Courtesy of Donna Hanover

As a TV journalist, Donna Hanover has done some pretty brave things: She has skated with the New York Rangers. She has kicked up her heels with the Radio City Rockettes. She has even stood, unflinching, before a New York nightclub crowd and delivered jokes. But taking on the role of Ruth Carter Stapleton, the evangelizing sister of former president Jimmy Carter, in the movie The People vs. Larry Flynt was an altogether different experience. "I was definitely scared," she says.

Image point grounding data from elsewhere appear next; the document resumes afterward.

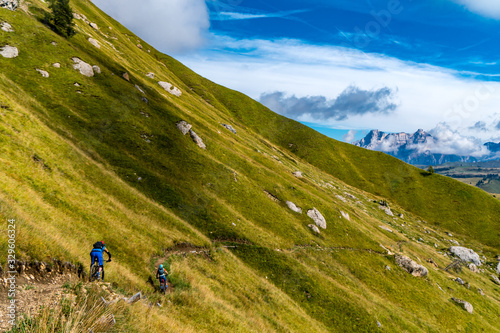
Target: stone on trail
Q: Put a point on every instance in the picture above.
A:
(170, 88)
(9, 4)
(44, 73)
(466, 305)
(7, 27)
(317, 218)
(9, 51)
(411, 266)
(135, 298)
(94, 42)
(466, 254)
(184, 127)
(84, 68)
(197, 139)
(293, 207)
(314, 228)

Hanover, who has a BA in political science from Stanford and a master's in journalism from Columbia, has worked as a reporter and news anchor at stations in Columbus, Ohio, Utica, N.Y., Pittsburgh and Miami for more than 20 years. Currently she is a correspondent for Fox TV's Good Day, New York and an anchor for In Food Today, a cable cooking show. She had played bit parts as television anchors and news reporters in a handful of movies and TV shows, but never had a substantial role until Flynt director and acquaintance Milos Forman offered her the part of Stapleton.

Hanover's performance has received high praise. New York Times columnist Frank Rich wrote that Hanover handled the part "brilliantly." But the film is controversial. Critics have accused Forman of glossing over the depraved content of Hustler magazine while glorifying Flynt.

"I think that's a misreading of the movie," Hanover says. "This is a love song to the First Amendment. When you come away from it, you don't want to be Larry Flynt and you don't want to know him. He is not a hero at all."

Hanover hopes other movie parts come her way. But she already has more roles than most people could handle. In addition to being a TV anchor, news correspondent and budding film actress, she is wife of the mayor of New York City, Rudolph Giuliani, and mother to their two children, Andrew, 10, and Caroline, 7. (They met during an interview 15 years ago when she was an anchor at the NBC affiliate in Miami and he was a top official in the federal Department of Justice.) "I'm very content with a multifaceted career," she says. "Being a part of a movie like this has made my life very interesting, but I'm definitely not giving up my day job."